With all that in mind, it’s difficult to know exactly what The Venture Bros.: Radiant Is the Blood of the Baboon Heart needed to be. How can you twist all the ridiculous lore, endless anticlimaxes, and nightmare Freudian conflicts involving Rusty, Hank, and Dean Venture (and all their assorted hangers on) into a satisfying end? The answer, it turns out, was Publick and Hammer doing what they’ve always done, just a bit more of it. The duo had tried their hands at specials and hour-long episodes in the past, but Baboon Heart is their longest single project for the series to date, and possibly the best thing (for some fans, the only thing) that you can say about it is that it plays exactly like an entry from the original series, only longer. This is not damning with faint praise, either. At 84 minutes, the direct-to-video movie never flags, nor does it ever come across as just half a season crammed into a single overcoat. As genre fans know, turning popular television shows into movies can be a mixed bag, and for every Star Trek II: Wrath of Khan, there are half a dozen X-Files: I Want To Believes. Radiant Is the Blood of the Baboon Heart is some kind of minor miracle, albeit one directed entirely at those already convinced of its divinity.
It’s been nearly five years since Adult Swim aired the last Venture Bros. episode, “The Saphrax Protocol,” and its ending feeds directly into Baboon Heart. Hank Venture (Christopher McCulloch, a.k.a. Publick himself), one half of the sibling pair that gives the show its title, is missing; having caught his brother Dean (Michael Sinterniklaas) sleeping with his girlfriend, Hank has decided to go solo for a while, searching for some kind of self in his deluded, Batman-obsessed way. While a guilt-ridden Dean enlists two-thirds of the supernaturally inclined Order of the Triad to help him find his errant sibling, their father, Rusty Venture (James Urbaniak, at his peevish best), prepares to launch the newest product from Venture Industries. OSI and the Guild of Calamitous Intent investigate a potential rival in the archvillain business, and the Monarch (McCulloch) and Gary (Hammer) make plans to get back to doing what they love: ruining Rusty’s day. Meanwhile, a new player in white enters the scene with mysterious intentions of her own.

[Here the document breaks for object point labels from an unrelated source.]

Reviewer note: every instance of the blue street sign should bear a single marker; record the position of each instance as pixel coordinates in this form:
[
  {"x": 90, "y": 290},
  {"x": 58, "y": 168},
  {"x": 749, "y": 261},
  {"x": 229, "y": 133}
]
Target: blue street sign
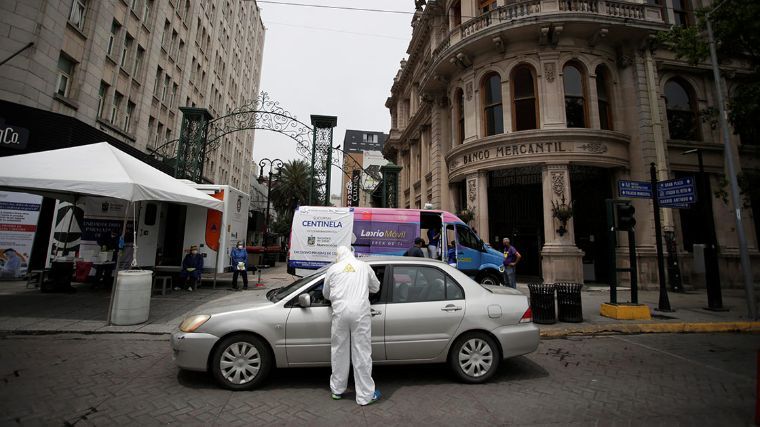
[
  {"x": 676, "y": 206},
  {"x": 636, "y": 189},
  {"x": 676, "y": 192}
]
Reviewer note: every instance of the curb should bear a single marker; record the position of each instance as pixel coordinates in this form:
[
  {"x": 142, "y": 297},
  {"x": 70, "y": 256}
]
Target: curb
[{"x": 651, "y": 328}]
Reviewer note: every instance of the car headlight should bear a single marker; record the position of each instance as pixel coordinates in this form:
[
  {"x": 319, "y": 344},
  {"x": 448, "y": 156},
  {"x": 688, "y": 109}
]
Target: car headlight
[{"x": 193, "y": 322}]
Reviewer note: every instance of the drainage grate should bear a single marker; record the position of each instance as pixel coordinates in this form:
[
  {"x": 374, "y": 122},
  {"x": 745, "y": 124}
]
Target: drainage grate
[{"x": 663, "y": 317}]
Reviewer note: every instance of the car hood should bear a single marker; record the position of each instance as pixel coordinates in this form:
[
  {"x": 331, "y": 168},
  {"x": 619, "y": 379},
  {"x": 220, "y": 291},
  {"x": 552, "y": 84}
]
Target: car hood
[
  {"x": 235, "y": 301},
  {"x": 502, "y": 290}
]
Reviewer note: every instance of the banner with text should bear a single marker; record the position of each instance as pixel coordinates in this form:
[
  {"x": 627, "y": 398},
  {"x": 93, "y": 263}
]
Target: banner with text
[{"x": 19, "y": 213}]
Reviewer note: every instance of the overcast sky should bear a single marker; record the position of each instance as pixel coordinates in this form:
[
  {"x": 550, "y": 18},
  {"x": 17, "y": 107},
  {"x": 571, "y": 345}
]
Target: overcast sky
[{"x": 331, "y": 62}]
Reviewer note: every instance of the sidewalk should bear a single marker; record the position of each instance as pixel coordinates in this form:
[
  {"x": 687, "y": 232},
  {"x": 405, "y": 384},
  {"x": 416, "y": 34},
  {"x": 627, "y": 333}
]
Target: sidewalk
[
  {"x": 689, "y": 314},
  {"x": 32, "y": 312},
  {"x": 86, "y": 311}
]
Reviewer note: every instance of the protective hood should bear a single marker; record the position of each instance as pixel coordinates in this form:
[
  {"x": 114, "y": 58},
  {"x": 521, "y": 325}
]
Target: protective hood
[{"x": 343, "y": 253}]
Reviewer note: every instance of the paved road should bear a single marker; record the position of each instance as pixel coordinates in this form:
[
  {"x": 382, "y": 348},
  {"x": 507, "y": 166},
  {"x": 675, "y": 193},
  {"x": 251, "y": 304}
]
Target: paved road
[{"x": 622, "y": 380}]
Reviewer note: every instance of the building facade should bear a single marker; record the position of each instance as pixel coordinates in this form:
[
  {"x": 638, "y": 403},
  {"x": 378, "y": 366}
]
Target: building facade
[
  {"x": 123, "y": 68},
  {"x": 513, "y": 109},
  {"x": 362, "y": 160}
]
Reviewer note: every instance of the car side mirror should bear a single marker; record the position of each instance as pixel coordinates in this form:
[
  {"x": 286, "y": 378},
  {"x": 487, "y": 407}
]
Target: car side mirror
[{"x": 304, "y": 300}]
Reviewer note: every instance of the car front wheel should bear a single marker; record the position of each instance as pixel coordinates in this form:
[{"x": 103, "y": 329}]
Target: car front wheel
[
  {"x": 474, "y": 357},
  {"x": 241, "y": 362}
]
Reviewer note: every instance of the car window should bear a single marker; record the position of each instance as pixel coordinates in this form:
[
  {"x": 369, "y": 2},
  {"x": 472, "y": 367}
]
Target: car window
[
  {"x": 315, "y": 292},
  {"x": 380, "y": 273},
  {"x": 418, "y": 284},
  {"x": 467, "y": 238},
  {"x": 453, "y": 290}
]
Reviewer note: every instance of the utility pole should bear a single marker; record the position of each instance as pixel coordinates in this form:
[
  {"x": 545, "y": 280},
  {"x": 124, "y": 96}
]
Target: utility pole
[{"x": 736, "y": 198}]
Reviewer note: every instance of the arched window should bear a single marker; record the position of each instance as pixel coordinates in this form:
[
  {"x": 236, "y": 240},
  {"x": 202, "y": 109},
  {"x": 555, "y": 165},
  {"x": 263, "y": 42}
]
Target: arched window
[
  {"x": 603, "y": 98},
  {"x": 681, "y": 110},
  {"x": 524, "y": 101},
  {"x": 459, "y": 116},
  {"x": 575, "y": 96},
  {"x": 492, "y": 109}
]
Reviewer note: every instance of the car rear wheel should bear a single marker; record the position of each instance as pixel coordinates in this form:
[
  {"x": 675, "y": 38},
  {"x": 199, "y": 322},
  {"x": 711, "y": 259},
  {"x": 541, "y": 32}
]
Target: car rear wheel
[
  {"x": 241, "y": 362},
  {"x": 474, "y": 357},
  {"x": 490, "y": 279}
]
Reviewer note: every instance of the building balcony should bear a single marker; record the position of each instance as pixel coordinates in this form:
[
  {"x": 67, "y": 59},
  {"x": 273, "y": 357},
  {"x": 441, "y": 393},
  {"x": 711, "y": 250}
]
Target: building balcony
[{"x": 543, "y": 22}]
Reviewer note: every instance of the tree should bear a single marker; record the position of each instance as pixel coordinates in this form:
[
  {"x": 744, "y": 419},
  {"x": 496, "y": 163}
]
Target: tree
[
  {"x": 290, "y": 190},
  {"x": 736, "y": 28}
]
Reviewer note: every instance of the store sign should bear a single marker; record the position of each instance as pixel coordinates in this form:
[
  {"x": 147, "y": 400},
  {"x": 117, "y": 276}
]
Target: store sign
[
  {"x": 529, "y": 149},
  {"x": 513, "y": 150},
  {"x": 13, "y": 136}
]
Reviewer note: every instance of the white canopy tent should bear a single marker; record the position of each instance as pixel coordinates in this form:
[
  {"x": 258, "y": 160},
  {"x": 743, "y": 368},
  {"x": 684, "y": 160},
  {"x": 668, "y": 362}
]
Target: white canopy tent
[{"x": 96, "y": 170}]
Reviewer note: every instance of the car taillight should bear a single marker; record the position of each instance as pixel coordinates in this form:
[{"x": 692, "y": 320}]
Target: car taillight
[{"x": 527, "y": 317}]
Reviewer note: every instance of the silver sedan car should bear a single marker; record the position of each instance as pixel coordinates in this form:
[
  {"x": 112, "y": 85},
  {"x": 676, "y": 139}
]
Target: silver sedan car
[{"x": 425, "y": 312}]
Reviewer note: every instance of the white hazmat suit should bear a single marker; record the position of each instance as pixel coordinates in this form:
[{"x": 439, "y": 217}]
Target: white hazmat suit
[{"x": 348, "y": 284}]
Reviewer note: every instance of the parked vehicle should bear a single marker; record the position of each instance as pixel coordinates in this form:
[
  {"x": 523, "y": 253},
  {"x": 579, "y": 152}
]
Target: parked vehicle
[
  {"x": 426, "y": 312},
  {"x": 318, "y": 231}
]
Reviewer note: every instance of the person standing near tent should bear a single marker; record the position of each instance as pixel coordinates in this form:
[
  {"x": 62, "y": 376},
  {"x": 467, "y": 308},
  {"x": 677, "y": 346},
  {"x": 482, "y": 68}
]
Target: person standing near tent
[
  {"x": 239, "y": 264},
  {"x": 192, "y": 267},
  {"x": 347, "y": 285}
]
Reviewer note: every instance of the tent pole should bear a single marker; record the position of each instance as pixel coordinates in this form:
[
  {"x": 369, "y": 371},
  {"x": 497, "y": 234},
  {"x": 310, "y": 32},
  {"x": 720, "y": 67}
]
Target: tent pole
[
  {"x": 216, "y": 262},
  {"x": 116, "y": 266},
  {"x": 71, "y": 219}
]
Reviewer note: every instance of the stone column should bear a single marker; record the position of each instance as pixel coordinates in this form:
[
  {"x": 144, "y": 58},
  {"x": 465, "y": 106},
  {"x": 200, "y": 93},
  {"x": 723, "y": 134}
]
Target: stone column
[
  {"x": 561, "y": 260},
  {"x": 550, "y": 92},
  {"x": 481, "y": 213}
]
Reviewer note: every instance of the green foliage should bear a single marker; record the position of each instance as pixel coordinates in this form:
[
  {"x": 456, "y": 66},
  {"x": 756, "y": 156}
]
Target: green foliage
[{"x": 290, "y": 190}]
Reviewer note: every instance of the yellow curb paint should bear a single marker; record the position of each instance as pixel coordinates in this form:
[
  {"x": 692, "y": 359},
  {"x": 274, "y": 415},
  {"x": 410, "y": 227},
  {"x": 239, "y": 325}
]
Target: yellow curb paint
[
  {"x": 653, "y": 328},
  {"x": 625, "y": 311}
]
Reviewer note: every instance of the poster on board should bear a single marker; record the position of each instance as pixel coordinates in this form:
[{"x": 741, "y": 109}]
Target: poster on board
[
  {"x": 19, "y": 213},
  {"x": 317, "y": 232}
]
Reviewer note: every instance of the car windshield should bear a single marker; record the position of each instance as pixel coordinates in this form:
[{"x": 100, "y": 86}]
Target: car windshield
[{"x": 278, "y": 294}]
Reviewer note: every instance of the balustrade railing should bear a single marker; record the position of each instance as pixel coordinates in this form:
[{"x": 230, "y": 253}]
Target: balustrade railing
[{"x": 531, "y": 8}]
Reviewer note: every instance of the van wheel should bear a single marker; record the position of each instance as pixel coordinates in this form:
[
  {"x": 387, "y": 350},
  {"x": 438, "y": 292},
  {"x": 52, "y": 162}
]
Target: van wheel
[
  {"x": 241, "y": 362},
  {"x": 474, "y": 357},
  {"x": 490, "y": 279}
]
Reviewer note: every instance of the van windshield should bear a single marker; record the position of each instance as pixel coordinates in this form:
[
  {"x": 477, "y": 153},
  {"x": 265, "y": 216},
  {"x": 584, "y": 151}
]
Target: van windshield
[{"x": 279, "y": 293}]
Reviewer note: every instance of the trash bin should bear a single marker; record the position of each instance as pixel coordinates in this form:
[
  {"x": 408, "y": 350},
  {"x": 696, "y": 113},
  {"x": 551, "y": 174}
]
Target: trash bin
[
  {"x": 569, "y": 307},
  {"x": 542, "y": 303},
  {"x": 82, "y": 271},
  {"x": 131, "y": 298},
  {"x": 59, "y": 279}
]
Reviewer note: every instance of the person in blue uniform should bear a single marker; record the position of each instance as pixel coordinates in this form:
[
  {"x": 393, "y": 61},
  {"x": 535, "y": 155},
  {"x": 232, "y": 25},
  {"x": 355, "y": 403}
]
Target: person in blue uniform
[
  {"x": 192, "y": 267},
  {"x": 239, "y": 264}
]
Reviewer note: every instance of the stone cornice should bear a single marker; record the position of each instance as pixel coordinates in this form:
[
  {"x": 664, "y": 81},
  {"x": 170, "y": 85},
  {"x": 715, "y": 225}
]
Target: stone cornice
[{"x": 589, "y": 146}]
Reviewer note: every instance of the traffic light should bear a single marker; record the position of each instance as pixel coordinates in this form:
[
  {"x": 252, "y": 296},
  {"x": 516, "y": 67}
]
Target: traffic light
[{"x": 625, "y": 219}]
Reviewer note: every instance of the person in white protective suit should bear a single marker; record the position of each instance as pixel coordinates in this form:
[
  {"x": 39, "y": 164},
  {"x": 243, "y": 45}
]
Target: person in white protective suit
[{"x": 348, "y": 284}]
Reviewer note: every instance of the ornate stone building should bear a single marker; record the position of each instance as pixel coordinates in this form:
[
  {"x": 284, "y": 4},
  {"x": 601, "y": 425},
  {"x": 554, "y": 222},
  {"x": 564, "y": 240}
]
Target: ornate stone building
[{"x": 511, "y": 108}]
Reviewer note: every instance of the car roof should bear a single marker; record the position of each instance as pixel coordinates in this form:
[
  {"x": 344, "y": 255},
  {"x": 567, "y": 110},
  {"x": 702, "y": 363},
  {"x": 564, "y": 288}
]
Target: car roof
[{"x": 399, "y": 260}]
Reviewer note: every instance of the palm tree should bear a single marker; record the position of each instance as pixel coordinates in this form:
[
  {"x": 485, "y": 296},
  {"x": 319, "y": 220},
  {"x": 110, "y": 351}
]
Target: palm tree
[{"x": 290, "y": 191}]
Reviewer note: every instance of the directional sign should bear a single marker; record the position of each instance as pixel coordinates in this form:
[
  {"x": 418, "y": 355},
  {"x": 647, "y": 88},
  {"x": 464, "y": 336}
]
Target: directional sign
[
  {"x": 636, "y": 189},
  {"x": 676, "y": 205},
  {"x": 676, "y": 192}
]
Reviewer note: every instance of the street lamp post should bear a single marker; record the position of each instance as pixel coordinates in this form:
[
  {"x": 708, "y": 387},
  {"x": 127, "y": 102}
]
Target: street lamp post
[
  {"x": 707, "y": 223},
  {"x": 736, "y": 198},
  {"x": 276, "y": 163}
]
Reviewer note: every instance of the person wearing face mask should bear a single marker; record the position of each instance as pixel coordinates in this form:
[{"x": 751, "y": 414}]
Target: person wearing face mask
[
  {"x": 239, "y": 264},
  {"x": 192, "y": 267}
]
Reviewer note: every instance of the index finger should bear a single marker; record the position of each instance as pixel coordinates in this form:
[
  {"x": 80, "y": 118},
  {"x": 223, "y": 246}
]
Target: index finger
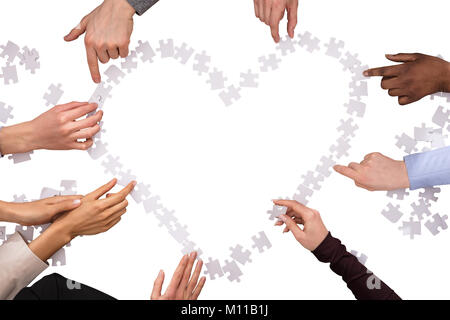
[
  {"x": 298, "y": 208},
  {"x": 389, "y": 71},
  {"x": 93, "y": 64},
  {"x": 94, "y": 195},
  {"x": 119, "y": 196},
  {"x": 347, "y": 172},
  {"x": 177, "y": 275}
]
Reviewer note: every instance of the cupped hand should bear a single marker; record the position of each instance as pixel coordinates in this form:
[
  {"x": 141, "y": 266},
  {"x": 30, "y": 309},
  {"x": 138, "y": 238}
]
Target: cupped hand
[
  {"x": 376, "y": 172},
  {"x": 41, "y": 211},
  {"x": 419, "y": 75},
  {"x": 55, "y": 129},
  {"x": 271, "y": 12},
  {"x": 183, "y": 286},
  {"x": 95, "y": 215}
]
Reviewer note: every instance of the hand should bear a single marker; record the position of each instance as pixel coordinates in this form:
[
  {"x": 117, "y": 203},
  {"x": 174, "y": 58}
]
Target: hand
[
  {"x": 37, "y": 212},
  {"x": 418, "y": 76},
  {"x": 181, "y": 288},
  {"x": 55, "y": 129},
  {"x": 108, "y": 30},
  {"x": 377, "y": 172},
  {"x": 314, "y": 231},
  {"x": 271, "y": 12},
  {"x": 95, "y": 215}
]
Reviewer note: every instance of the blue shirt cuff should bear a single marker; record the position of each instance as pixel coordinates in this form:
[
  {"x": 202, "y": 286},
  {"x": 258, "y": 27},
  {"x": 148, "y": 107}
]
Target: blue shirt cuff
[{"x": 428, "y": 169}]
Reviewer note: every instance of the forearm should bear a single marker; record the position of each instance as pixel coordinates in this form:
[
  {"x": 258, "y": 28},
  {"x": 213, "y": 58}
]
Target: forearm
[
  {"x": 446, "y": 82},
  {"x": 49, "y": 242},
  {"x": 5, "y": 212},
  {"x": 358, "y": 279},
  {"x": 428, "y": 169},
  {"x": 141, "y": 5},
  {"x": 16, "y": 139}
]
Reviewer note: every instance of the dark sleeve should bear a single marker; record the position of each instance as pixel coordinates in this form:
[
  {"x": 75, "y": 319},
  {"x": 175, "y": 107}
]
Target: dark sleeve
[
  {"x": 142, "y": 5},
  {"x": 362, "y": 282},
  {"x": 56, "y": 287}
]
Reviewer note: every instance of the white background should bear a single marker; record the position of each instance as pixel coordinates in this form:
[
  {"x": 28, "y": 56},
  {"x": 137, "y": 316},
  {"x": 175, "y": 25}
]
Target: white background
[{"x": 219, "y": 167}]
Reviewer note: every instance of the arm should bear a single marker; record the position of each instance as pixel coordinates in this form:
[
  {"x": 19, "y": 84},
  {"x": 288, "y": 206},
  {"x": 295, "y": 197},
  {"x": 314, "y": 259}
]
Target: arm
[
  {"x": 316, "y": 238},
  {"x": 419, "y": 170},
  {"x": 56, "y": 129},
  {"x": 417, "y": 76},
  {"x": 21, "y": 263},
  {"x": 108, "y": 30},
  {"x": 140, "y": 6},
  {"x": 363, "y": 284},
  {"x": 18, "y": 266},
  {"x": 271, "y": 12}
]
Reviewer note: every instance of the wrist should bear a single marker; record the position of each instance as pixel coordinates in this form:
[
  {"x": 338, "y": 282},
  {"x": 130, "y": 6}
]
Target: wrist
[
  {"x": 16, "y": 139},
  {"x": 446, "y": 80},
  {"x": 49, "y": 242},
  {"x": 6, "y": 214},
  {"x": 59, "y": 233},
  {"x": 404, "y": 179},
  {"x": 123, "y": 6}
]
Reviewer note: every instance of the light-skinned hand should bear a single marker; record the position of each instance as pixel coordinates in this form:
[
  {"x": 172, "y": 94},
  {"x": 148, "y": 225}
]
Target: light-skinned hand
[
  {"x": 377, "y": 172},
  {"x": 417, "y": 76},
  {"x": 92, "y": 216},
  {"x": 55, "y": 129},
  {"x": 271, "y": 12},
  {"x": 183, "y": 286},
  {"x": 108, "y": 30},
  {"x": 95, "y": 215},
  {"x": 313, "y": 232}
]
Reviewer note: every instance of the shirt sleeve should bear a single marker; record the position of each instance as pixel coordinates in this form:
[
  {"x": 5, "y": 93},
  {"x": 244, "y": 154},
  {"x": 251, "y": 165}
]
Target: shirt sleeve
[
  {"x": 140, "y": 6},
  {"x": 18, "y": 266},
  {"x": 362, "y": 282},
  {"x": 428, "y": 169}
]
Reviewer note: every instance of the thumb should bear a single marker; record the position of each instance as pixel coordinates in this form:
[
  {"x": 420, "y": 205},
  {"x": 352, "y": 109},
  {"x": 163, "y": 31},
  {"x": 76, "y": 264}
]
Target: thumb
[
  {"x": 292, "y": 18},
  {"x": 157, "y": 287},
  {"x": 77, "y": 31},
  {"x": 298, "y": 233},
  {"x": 67, "y": 205},
  {"x": 402, "y": 57}
]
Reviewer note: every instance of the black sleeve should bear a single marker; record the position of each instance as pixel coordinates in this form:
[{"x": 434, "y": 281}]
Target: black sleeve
[
  {"x": 362, "y": 282},
  {"x": 140, "y": 6},
  {"x": 56, "y": 287}
]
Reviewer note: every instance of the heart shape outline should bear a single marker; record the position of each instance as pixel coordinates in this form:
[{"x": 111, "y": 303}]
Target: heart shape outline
[{"x": 312, "y": 179}]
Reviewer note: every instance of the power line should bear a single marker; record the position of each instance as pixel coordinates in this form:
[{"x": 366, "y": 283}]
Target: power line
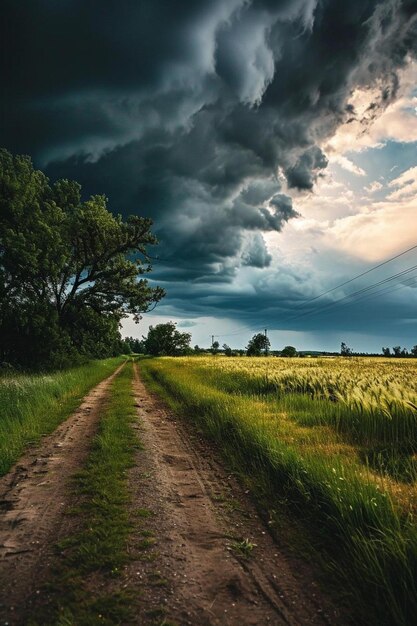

Lost yet? If you aren’t a longtime follower of the show, you likely will be, as Baboon Heart makes no effort to catch newcomers up to speed. There isn’t even a “previously on” montage at the start. Which makes sense: The Venture Bros. has always been a cult show dedicated to the highly particular obsessions of a certain kind of old-school nerd (someone into ’80s hip-hop, forgotten Hanna-Barbera cartoons, and Zardoz, say), and any attempt to broaden its appeal would inevitably result in ruining what made it singularly great. Premiering a few years before cinematic superheroes conquered Hollywood, The Venture Bros.’ goofy, cynical, yet somehow loving take on the antics of idiots who manage their personal problems through dress-up and laser guns has only grown more relevant with time, in large part because of its refusal to embrace homogeneity. Publick and Hammer tell the kind of stories they want to tell, and in a modern culture dominated by the (perhaps faltering) Marvel Method, there’s something to be said for embracing comic madness at its most personally idiosyncratic.
Baboon Heart doesn’t transcend its origins; it doesn’t bother trying. The worst that can be said is that it likely won’t change anyone’s mind one way or the other – there’s ambition here, but that ambition is almost entirely in the format itself, and not in the story the script (co-written by Hammer and Publick) tells. Yes, there are answers to most of The Venture Bros.’ long-running questions here, and those answers are, as such things go, solid ones. Most of the major characters get at least a scene or two, yet somehow neither the answers nor the nods ever feel like forced fan service or marking off a checklist. The ending is definitive without being conclusive, and the final post-credits scene, a long-standing show tradition, is as perfectly sweet as The Venture Bros. ever gets. If this really is the end, it’s hard to imagine a more appropriate one.